Die Liebe sucht der Wälder grüne Nacht;
Der Kummer flieht, die todte Welt erwacht.

Dort schläft der Hirt beim nahen Wasserfall,
Vom sanften Arm der Schäferin umschlungen.
Die Wachtel schlügt; die holde Nachtigall
Hat dieses Paar liebreizend eingesungen.
Ach, fühlt‘ ich doch bei allgemeiner Lust
Der Freude Reiz nur auch in dieser Brust!

Nein, nein, sie flieht, sie ist mir längst entflohn;
Kein Lenz vermag mein ewig Leid zu mindern.
Ich bin der Qual, ich bin des Unglücks Sohn;
Der Tod allein kann meinen Kummer lindern.
Denn Doris bleibt zu lang von mir entfernt,
Durch die ich nur den Werth der Welt gelernt.

Als jüngst mein Blut aus tiefen Wunden drang,
Was hemmtest Du den Strom der Lebensfluthen,
Verhängniß, da ich mit dem Tode rang?
Mußt‘ ich darum mich nicht zu Tode bluten,
Damit ich mich, von schmeichelhaftem Wahn
Und Lieb‘ entfleischt, zu Tode weinen kann?

Das Blut, das er im Gedicht erwähnt, kommt nicht von einer Verwundung auf dem Schlachtfeld, es ist noch weithin bis Kunersdorf, wo der Major von Kleist sterben wird. Nein, hier haben wir es mit einer anderen Verletzung zu tun. In einer älteren Quelle können wir lesen: Es wird angeführt, daß Kleist vor seinem Eintritt in den Dienst der preußischen Waffen ein süßes Verhältniß mit einem edlen Mädchen, Wilhelmine von der Goltz im polnischen Preußen angeknüpft habe, daß er aus dem ausländischen Kriegsdienst in den vaterländischen berufen worden sei, und im Garnisondienst ein Duell für eine beleidigte Dame bestanden, das ihm eine tüchtige Armwunde zuzog. Er ist irgendwann über die Wilhelmine hinweggekommen, wie er 1757 in einem Brief schreibt: Ich ... mußte in dänischen Diensten bleiben, bis ich in preußische kam. Ich hielt mich damals sehr unglücklich, daß ich meine Wilhelmine, die wirklich sehr schön war, viel Verstand und Erziehung hatte, nicht bekommen konnte; jetzo aber, da ich alt werde, sehe ich dergleichen Dinge für Kindereien an und freue mich, daß ich ledig bin.

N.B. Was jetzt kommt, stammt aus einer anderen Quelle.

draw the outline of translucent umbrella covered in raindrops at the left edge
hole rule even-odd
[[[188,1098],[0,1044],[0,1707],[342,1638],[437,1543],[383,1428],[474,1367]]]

Dies Portrait von Gottfried Hempel, vielleicht sein bestes Gemälde, zeigt den Dichter Karl Wilhelm Ramler, der am 11. April 1798 in Berlin starb. Man hat ihn einmal den deutschen Horaz genannt, ich weiß nicht warum. Was ich von seinen Gedichten gelesen habe, fand ich langweilig. Wichtig ist er hier heute, weil er das Werk von Ewald Christian von Kleist überarbeitet und herausgegeben hat. Kritiker werfen ihm vor, dass er das Originelle in Kleists Lyrik geglättet hat. Wenn man den Gedichttext von An Wilhelminen mit der ersten Fassung vergleicht, dann merkt man das schnell. Ewald Christian von Kleist ist als Dichter nicht so berühmt geworden wie sein Großneffe Heinrich von Kleist, aber es lohnt sich, ihn zu lesen. Bei →Zeno finden sich Gedichte, aber auf dieser →Seite gibt es noch viel mehr. Wenn Sie das Werk in Buchform lesen wollen, dann empfiehlt sich das von Gerhard Wolf herausgegebene Buch Ewald Christian von Kleist: Ihn foltert Schwermut, weil er lebt.